Perda ini juga mengatur secara tegas sanksi kurungan maupun denda bagi siapapun yang berani merusak terumbu karang.

Kabid Perikanan Tangkap Dinas Kelautan dan Perikanan Kalsel Fajar Priyo Pramono mengatakan dalam aturan ini terdapat sanksi berat apabila ada masyarakat yang berani merusak ekosistem terumbu karang.

BACA JUGA: Paman Yani : Ekosistem Terumbu Karang Wajib Dijaga Demi Meningkatan Ekonomi Kelautan

BACA JUGA: Gelorakan Soswabang, Yani Helmi Tanamkan Sikap Toleransi di SMKN 1 Simpang Empat Tanah Bumbu

“Ada hukuman pidana maksimal selama tiga bulan dengan denda sebesar Rp50 juta dan menjadi perhatian bersama agar dapat menjaga lebih baik lagi terumbu karangnya,” katanya, saat menghadiri Sosialisasi Perda (Sosper) Nomor 19 Tahun 2012 tentang Perlindungan dan Pengelolaan Terumbu Karang Kalsel oleh Anggota DPRD Kalsel Muhammad Yani Helmi di Desa Sejahtera, Simpang EmpatTanah Bumbu, Jumat (24/6/2022).

 

Anggota DPRD Kalsel Muhammad Yani Helmi mengingatkan pentingnya menjaga kelestarian terumbu karang saat Sosper di Tanah Bumbu,Jumat (23/6/2022) (Humas DPRD Kalsel)

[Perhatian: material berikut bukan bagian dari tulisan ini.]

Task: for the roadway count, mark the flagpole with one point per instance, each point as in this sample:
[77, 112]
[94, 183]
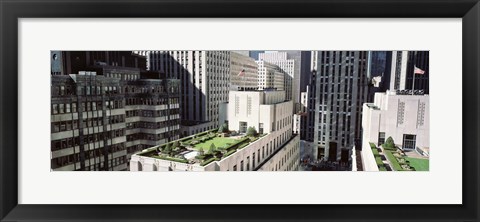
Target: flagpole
[414, 65]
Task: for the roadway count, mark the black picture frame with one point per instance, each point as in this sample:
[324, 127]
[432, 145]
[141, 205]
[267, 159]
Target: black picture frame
[11, 11]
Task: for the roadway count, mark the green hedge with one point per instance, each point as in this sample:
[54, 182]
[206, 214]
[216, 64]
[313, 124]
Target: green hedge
[208, 161]
[237, 144]
[171, 159]
[229, 153]
[396, 166]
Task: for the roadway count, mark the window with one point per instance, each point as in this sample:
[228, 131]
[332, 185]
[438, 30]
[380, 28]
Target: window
[381, 138]
[55, 109]
[253, 161]
[74, 107]
[62, 108]
[243, 127]
[409, 141]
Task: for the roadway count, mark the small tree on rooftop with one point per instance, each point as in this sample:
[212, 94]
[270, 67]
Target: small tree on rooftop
[389, 144]
[212, 149]
[176, 144]
[223, 128]
[168, 149]
[251, 131]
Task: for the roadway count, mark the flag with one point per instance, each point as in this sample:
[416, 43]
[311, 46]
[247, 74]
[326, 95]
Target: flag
[242, 73]
[418, 71]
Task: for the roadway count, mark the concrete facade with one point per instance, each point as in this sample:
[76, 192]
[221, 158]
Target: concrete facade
[267, 111]
[239, 62]
[204, 77]
[99, 118]
[337, 90]
[287, 65]
[270, 76]
[402, 117]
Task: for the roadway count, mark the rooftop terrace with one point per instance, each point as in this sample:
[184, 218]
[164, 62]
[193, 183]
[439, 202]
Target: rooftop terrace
[202, 148]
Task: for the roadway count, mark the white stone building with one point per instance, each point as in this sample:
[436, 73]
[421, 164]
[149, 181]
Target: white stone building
[405, 118]
[287, 65]
[270, 76]
[337, 90]
[238, 63]
[277, 149]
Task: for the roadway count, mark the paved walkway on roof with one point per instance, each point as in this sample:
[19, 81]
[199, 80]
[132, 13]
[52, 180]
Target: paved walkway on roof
[414, 154]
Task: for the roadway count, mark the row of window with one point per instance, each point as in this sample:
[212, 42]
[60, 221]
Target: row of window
[148, 136]
[90, 157]
[153, 125]
[270, 149]
[62, 108]
[87, 139]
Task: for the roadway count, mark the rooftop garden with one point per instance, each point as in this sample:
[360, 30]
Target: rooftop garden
[418, 164]
[398, 160]
[203, 148]
[378, 158]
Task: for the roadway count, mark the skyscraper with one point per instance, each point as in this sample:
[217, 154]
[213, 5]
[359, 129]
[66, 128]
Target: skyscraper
[338, 88]
[106, 110]
[400, 67]
[204, 77]
[287, 65]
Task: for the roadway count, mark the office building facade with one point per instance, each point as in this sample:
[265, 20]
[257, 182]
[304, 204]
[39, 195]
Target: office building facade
[102, 115]
[337, 90]
[204, 77]
[402, 116]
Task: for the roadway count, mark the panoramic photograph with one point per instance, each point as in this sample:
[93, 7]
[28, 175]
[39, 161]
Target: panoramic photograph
[239, 110]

Sementara itu, Yani Helmi mengharapkan sekaligus mengingatkan masyarakat untuk menjaga kelestarian ekosistem terumbu karang agar ekonomi kelautan terjaga dan berkelanjutan.

“Terumbu karang itu harus dijaga bahkan wajib. Ketika itu dirusak, bagaimana nanti pertanggungjawaban kita kepada Tuhan maka dari itu perda ini dibuat untuk melindungi semua dan kepentingan masyarakat,” ujarnya.

Berdasarkan data bidang Kemaritiman dan Sumber Daya Alam Kementerian Bappenas RI pada 2020 lalu, total keseluruhan terumbu karang di Indonesia tercatat 30 persen dalam kondisi sangat baik. Sedangkan 37 persen dengan kondisi cukup baik dan sisanya rusak.